In reply, another reader sums it up well:
“In my case, my parents are very involved in childcare for my siblings’ kids. And, while nobody takes issue with my choice to be child-free, nobody takes any interest in it either.”
Dark, right? And while I have faith that had I chosen not to have kids, my family wouldn’t have outright rejected me, I have no doubt that part of my readiness was motivated by fear. Fear of not just a literal experience like the ones these commenters describe, but fear of what it might reveal about us as a culture: that if you’re a middle-aged woman without kids, you’re suddenly less … interesting?
let me be me
Most disquieting, though, is the reason I’m most reluctant to admit: I wanted, badly, to be accepted and celebrated for something that was traditionally feminine.
To put it bluntly (and a little angrily), I’ve spent what feels like my entire adult life trying to reform my inherent qualities1, my “self,” to be more masculine, because that’s what I understand our society to value: making money, being productive, being analytical, delivering results2.
But motherhood presented a realm where I was culturally “allowed” to lean into my femininity, and would actually be praised for it! I could be productive (literally: by producing a human) not in spite of being a woman, but because of being one. It felt like a revelation. I wanted, for once, to feel like I didn’t have to contort myself in order to be celebrated—and to be honest, that’s felt as good as it sounds.
kinda effed
As vulnerable (and unflattering) as it is to admit, I feel validated for pursuing motherhood for these reasons. Because they’ve all delivered: I love getting to be an “insider analyst” on parenthood, and the newfound set of experiences I have that deepen my connections with fellow parents. I’m proud that my list of major milestones now includes “mom.” And it’s made me think seriously about how I can show up to all my pursuits in ways that feel less like “masculine me” and more like authentic me—whether they win me the approval of others or not.
And while I suppose I find these outcomes satisfying in my own life, I find this validation kind of a bummer more broadly. That, while it is entirely possible to be part of important cultural discourse, to be seen as wildly successful, and to be celebrated for our femininity without having a child (and we know it! see: hyper-promiscuous childless woman aging and alone with a cat!), our culture offers up child-rearing as a kind of fast-track to those outcomes for women, making its siren call spookily difficult to ignore.

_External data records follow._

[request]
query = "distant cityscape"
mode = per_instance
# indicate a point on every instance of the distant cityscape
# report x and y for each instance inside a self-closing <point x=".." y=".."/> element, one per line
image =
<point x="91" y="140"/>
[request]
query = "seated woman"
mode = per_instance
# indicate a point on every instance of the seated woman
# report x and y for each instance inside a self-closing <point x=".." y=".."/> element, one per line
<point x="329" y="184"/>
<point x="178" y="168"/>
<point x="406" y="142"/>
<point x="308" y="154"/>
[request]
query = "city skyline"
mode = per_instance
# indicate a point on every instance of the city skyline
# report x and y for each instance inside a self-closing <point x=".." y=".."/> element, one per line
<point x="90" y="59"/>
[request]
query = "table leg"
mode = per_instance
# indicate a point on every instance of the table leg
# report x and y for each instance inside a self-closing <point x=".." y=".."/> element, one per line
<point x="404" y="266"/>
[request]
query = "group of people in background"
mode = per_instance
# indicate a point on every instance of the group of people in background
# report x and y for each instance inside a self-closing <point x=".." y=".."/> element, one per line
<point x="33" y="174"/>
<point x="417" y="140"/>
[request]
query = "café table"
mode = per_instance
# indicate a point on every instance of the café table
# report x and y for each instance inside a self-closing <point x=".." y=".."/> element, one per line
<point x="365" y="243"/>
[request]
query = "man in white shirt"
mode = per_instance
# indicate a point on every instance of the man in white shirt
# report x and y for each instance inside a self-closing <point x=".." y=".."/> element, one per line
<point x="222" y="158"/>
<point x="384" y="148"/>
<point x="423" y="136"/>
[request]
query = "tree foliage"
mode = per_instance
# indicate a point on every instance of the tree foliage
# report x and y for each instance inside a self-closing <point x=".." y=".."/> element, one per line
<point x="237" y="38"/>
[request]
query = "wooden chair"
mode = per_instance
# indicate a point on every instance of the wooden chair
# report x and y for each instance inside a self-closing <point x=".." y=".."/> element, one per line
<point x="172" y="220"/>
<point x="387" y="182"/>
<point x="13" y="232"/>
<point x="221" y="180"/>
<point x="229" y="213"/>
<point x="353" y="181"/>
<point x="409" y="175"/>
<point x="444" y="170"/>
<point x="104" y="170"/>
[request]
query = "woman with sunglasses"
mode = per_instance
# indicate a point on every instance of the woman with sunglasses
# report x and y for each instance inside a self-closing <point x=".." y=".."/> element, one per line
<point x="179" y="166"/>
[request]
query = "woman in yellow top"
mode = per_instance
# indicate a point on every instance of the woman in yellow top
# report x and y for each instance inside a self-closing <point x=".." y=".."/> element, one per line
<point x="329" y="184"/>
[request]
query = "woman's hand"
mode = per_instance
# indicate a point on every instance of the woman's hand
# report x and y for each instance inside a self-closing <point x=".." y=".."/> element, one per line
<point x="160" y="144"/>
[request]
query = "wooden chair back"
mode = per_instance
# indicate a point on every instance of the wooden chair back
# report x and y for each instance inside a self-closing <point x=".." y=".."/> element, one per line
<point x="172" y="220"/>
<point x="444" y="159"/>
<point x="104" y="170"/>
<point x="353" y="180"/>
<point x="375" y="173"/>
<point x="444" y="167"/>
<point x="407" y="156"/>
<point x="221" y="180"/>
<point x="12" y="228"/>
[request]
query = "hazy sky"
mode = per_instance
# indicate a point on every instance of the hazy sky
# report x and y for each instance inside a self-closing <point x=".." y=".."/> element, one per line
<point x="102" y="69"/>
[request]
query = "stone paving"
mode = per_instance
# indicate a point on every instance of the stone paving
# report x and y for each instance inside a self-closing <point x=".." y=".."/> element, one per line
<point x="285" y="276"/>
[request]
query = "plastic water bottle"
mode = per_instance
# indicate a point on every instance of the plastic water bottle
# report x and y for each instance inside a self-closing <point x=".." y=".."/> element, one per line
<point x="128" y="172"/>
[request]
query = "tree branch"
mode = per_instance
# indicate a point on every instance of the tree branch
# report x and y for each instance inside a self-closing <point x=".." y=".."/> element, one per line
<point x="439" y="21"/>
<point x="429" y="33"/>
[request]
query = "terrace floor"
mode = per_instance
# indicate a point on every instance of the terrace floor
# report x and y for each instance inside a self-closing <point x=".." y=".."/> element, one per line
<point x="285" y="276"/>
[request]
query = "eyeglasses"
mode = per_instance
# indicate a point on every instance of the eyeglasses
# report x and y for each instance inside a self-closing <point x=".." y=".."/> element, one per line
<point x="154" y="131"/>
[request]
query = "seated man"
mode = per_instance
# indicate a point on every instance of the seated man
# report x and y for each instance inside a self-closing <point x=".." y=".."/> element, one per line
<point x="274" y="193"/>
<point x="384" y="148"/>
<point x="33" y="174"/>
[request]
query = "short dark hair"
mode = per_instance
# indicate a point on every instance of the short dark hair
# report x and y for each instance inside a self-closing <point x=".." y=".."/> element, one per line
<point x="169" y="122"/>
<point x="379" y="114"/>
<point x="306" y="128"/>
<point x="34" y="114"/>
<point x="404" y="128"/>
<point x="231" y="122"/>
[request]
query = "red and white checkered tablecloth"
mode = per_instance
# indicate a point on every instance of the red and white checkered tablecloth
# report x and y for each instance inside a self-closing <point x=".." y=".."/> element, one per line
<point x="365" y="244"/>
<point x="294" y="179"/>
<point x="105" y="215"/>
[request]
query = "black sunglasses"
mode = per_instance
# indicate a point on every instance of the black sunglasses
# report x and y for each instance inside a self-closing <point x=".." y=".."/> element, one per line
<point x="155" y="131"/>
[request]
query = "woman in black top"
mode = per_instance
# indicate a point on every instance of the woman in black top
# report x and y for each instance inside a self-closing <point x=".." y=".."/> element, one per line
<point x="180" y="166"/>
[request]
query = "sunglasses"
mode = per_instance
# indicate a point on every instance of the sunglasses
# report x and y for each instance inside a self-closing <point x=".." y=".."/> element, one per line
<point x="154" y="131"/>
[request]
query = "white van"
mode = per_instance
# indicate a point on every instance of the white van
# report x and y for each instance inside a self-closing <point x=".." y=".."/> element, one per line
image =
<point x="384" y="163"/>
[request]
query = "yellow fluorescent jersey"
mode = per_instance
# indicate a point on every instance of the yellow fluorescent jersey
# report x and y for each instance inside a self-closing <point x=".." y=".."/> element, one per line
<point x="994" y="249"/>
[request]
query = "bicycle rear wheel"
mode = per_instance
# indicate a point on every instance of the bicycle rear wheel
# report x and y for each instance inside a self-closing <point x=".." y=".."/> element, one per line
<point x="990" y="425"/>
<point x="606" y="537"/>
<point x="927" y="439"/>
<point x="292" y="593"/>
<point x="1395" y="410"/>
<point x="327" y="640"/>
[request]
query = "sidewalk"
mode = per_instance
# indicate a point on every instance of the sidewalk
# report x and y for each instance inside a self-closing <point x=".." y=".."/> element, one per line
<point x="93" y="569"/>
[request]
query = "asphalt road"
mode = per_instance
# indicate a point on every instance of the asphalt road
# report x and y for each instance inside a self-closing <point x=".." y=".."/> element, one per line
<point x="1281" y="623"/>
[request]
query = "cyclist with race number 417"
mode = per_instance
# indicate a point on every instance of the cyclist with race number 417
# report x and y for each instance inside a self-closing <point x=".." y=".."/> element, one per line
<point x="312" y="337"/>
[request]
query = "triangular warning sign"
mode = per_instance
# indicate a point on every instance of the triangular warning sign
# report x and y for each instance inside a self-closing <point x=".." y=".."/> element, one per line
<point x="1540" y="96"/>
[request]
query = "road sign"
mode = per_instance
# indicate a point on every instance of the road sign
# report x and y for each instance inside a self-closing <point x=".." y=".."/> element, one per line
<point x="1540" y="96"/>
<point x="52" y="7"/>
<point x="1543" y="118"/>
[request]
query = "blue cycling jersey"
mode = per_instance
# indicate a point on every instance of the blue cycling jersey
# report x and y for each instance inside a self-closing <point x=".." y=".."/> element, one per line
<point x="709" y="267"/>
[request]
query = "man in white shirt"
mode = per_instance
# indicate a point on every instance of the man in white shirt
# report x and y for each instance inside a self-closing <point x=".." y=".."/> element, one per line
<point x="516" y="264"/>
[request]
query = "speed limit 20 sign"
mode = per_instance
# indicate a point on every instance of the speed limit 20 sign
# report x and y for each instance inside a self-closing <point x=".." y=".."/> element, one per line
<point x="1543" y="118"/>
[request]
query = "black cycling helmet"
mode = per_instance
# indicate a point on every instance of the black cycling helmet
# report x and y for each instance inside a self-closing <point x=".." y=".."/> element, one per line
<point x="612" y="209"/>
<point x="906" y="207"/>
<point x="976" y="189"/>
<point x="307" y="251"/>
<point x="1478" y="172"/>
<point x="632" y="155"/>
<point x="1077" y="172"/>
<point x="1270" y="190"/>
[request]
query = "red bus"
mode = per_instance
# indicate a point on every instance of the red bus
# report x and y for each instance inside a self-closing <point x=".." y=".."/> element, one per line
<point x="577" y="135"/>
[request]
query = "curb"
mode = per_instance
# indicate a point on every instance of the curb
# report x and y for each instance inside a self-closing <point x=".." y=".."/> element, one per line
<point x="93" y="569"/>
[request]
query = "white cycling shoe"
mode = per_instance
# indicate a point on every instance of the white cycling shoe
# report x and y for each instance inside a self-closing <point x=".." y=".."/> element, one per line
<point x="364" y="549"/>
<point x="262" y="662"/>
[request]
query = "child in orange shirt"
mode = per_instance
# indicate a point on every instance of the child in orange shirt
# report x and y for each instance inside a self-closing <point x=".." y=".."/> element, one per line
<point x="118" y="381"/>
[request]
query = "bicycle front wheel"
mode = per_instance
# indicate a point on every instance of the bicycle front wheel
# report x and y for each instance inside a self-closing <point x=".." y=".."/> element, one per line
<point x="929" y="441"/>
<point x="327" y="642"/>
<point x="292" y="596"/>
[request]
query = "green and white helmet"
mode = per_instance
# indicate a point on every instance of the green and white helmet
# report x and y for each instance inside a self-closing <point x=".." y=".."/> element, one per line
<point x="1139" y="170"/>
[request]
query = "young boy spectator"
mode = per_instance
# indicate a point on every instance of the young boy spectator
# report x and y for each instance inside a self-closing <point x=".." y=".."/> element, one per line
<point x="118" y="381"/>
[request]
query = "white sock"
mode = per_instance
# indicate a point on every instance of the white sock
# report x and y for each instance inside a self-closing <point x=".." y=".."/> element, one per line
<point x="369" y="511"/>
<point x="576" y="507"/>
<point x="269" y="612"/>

I know that this choice will always carry tension—as all meaningful decisions should. I’m not suggesting that these are “bad” reasons to want to become a mom, either. But I’d like to see us untie these notions from motherhood a bit, so that we can make more space for all the other reasons to pursue parenthood.
One of those reasons for me: creating new life gives us more people to love, full stop. Which means we get to spend more of our precious four thousand weeks3 earth-side on loving. And that, to me, feels like the whole point.
What are your reasons?
Thanks for reading! Wishing you a restful, love-packed holiday. Fresh provisions coming in 2024 🧺 ✨
💘, Becca (a mom)
I know this is a loaded sentiment. In fact, I don’t believe in people having “inherently” gendered qualities; gender is a social construct, and we all contain multitudes. That could be an entirely different essay, but for now, what I mean to reference are those qualities we have historically associated with the feminine: eg, caretaking, compassion, capacity to nurture.
I’m overgeneralizing, but you get it.
One of the best books I read in 2023. Read and let’s discuss!